Fragen und Antworten – Energiewende gemeinwohlorientiert gestalten (FAQ)

Welche Möglichkeiten gibt es, die Energiewende vor Ort zu gestalten?
Zentrale Aushandlungsprozesse in der Energiewende finden vor Ort in den Regionen und Kommunen statt. Hier muss es gelingen, die Transformation demokratisch zu gestalten, indem lokale Interessen berücksichtigt werden und der gesamte Ablauf transparent mit der Öffentlichkeit kommuniziert wird.

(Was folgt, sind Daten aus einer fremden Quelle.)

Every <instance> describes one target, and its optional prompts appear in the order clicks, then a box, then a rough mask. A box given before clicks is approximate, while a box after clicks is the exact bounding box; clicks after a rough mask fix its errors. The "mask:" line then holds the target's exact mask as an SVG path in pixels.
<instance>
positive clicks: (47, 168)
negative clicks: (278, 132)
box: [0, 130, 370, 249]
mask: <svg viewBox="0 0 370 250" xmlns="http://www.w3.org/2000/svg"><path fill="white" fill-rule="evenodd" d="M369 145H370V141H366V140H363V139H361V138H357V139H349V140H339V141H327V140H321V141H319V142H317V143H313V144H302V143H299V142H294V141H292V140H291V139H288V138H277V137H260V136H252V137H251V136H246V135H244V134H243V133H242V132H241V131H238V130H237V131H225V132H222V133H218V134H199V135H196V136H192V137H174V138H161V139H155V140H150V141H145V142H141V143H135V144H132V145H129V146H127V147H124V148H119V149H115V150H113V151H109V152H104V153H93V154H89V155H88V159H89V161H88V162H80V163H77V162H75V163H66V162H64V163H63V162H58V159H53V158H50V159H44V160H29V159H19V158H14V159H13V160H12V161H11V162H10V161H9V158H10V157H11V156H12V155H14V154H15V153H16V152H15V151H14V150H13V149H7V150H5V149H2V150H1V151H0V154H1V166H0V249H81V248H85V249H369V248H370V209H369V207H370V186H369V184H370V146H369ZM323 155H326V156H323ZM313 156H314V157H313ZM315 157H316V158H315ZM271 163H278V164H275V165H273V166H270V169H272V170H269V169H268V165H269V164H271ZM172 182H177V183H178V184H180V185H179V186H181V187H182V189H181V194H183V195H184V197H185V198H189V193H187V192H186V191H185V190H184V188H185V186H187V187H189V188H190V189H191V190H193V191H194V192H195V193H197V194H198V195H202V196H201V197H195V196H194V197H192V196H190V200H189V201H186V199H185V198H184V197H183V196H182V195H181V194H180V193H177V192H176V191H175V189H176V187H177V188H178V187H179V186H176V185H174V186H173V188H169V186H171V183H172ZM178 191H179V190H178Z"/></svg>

Ein wesentlicher Hebel liegt darin, dass Kommunen die Flächensteuerung für erneuerbare Energien, insbesondere für Windkraft, vorausschauend und proaktiv gestalten (–> Artikel “Wie können Kommunen Flächen für den Windkraftausbau bestmöglich steuern?”). Neben einem räumlich gesteuerten Ausbau der erneuerbaren Energien können außerdem passende Modelle der finanziellen Teilhaben und lokalen Wertschöpfung für die Kommune und die Menschen vor Ort entwickelt und mit den Vorhabenträgern verhandelt werden. (–> Link: Welche Möglichkeiten der finanziellen Teilhabe gibt es für Kommunen und die Menschen vor Ort?”).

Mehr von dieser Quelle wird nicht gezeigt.